Interest will start accruing on September 1, and loan repayments will begin in October.
This is a one-year leniency program that will begin Oct. 1, 2023 and end on Sept. 30, 2024.
The program will "help borrowers avoid the harshest consequences of missed, partial or late payments," according to the Education Department.
Borrowers who miss or are late in their payments won't be reported to the credit reporting agencies, nor will they be considered in default. Their loans also won't be sent to collection agencies.
"It's basically going to be a forbearance that borrowers don't need to take action to get into," Yu noted.
It depends on your tolerance for financial pain down the road. While the worst consequences of missing your loan payments will be waived until September 30, 2024, interest will continue to accumulate during the on-ramp period.
"People do need to know that they will continue to accrue interest — their balances will grow," Yu noted. "So if they're not making payments during this time, then their balance will be higher come September 2024."
Skipping repayment may seem enticing, especially if you don't have the budget to start repayments, but there is another option that could provide even more help to millions of borrowers, experts say.
That option is the new Saving on a Valuable Education (SAVE) plan, an income-driven repayment program, or IDR, which pegs a borrower's monthly payment to their income.
The SAVE program, which opened this month through a beta application, could cut monthly payments in half or even to $0 for borrowers.
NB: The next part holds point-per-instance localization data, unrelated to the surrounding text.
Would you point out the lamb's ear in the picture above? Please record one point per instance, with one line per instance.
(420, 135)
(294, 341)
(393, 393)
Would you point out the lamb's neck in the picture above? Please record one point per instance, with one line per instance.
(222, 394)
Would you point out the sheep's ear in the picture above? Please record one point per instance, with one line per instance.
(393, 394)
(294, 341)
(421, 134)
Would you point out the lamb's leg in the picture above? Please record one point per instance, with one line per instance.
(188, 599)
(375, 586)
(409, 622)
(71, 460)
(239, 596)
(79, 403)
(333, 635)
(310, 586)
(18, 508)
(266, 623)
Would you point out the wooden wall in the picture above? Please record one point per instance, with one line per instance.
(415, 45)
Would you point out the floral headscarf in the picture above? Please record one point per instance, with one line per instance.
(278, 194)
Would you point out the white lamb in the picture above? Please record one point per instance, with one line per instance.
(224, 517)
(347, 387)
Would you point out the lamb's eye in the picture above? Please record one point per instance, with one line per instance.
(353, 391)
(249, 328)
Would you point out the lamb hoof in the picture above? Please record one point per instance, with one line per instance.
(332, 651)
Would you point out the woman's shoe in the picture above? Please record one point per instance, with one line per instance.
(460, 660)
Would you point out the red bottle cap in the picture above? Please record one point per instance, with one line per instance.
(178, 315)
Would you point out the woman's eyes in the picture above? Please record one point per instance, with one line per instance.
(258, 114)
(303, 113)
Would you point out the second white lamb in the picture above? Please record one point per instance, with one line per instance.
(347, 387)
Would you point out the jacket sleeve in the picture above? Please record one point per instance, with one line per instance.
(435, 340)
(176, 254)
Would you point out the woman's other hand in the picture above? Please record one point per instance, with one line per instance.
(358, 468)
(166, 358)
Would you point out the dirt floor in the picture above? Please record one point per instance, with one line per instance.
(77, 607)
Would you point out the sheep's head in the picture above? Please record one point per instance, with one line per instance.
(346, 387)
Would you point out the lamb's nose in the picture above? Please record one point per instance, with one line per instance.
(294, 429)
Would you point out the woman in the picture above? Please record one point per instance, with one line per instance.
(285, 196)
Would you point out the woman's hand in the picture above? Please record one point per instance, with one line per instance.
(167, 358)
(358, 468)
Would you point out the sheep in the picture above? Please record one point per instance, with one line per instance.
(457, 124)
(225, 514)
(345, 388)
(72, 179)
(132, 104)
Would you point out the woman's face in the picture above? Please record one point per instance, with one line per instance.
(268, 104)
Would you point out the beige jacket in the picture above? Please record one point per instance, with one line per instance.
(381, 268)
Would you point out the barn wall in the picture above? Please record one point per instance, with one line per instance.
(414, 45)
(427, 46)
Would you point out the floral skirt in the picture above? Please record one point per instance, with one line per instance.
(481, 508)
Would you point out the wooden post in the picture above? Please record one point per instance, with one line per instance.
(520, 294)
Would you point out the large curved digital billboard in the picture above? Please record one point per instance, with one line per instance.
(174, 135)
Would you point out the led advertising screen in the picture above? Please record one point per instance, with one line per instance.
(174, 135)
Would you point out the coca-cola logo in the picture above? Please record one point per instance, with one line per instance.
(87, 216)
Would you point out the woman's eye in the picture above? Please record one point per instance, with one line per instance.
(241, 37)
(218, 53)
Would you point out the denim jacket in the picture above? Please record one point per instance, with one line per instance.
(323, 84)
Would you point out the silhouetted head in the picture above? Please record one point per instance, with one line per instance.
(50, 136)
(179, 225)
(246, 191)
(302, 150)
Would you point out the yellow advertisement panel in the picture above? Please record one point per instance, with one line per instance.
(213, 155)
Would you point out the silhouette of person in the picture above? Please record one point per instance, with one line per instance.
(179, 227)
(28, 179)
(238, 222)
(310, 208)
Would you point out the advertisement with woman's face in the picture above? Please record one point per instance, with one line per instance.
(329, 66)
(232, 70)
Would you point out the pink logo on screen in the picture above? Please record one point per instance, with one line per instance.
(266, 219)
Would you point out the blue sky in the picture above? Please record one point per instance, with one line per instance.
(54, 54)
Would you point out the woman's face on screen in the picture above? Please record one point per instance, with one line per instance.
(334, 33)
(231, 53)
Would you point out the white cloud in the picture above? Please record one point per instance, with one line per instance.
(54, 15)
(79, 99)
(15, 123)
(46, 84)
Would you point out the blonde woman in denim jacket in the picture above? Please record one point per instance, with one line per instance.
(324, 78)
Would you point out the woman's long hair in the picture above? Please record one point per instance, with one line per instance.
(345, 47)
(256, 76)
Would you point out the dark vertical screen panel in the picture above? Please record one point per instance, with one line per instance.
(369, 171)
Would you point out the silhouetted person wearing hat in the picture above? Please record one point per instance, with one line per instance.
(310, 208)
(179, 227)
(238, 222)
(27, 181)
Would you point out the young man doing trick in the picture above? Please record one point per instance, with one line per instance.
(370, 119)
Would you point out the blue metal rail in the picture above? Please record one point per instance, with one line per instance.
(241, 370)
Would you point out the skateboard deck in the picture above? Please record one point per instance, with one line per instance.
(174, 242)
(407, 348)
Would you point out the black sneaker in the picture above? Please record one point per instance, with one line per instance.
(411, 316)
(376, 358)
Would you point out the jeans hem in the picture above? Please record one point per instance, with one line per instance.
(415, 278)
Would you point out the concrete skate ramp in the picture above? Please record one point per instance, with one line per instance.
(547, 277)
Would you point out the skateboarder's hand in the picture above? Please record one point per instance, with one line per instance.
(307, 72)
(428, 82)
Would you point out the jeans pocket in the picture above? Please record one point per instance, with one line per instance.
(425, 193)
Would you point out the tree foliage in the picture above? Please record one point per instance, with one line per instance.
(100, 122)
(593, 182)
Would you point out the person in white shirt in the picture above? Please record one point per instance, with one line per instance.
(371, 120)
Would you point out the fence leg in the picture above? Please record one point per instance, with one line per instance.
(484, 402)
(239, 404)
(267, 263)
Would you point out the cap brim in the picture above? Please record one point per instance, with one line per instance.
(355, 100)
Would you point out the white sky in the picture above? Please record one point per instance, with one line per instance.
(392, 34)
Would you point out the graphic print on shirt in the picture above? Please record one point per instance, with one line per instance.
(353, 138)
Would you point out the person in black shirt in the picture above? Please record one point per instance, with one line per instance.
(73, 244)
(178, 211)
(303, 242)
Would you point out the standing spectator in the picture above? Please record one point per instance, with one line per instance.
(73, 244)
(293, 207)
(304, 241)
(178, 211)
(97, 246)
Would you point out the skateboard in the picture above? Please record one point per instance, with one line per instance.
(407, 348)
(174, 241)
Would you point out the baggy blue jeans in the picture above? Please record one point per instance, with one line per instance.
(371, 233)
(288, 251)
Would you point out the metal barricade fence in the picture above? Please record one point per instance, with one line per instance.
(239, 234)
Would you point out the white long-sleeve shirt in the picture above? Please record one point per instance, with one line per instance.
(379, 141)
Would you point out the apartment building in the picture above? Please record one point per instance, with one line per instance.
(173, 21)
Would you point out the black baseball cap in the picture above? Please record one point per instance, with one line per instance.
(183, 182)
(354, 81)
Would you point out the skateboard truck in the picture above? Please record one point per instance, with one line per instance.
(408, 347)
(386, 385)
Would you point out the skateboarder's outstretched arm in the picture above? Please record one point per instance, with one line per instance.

Many will save up to $1,000 a year on repayments, according to the Biden administration.
For households whose monthly payments would be $0 under SAVE, it would make more sense to enroll in the program than to use the on-ramp, mostly because interest doesn't accrue on balances for people in the IDR program, Yu noted.
"With the on-ramp, they will accrue interest, but if they get into SAVE, they will not accrue interest and yet the impact on their monthly budgets will be the same," she added. "Understanding that dynamic is gonna be really, really important."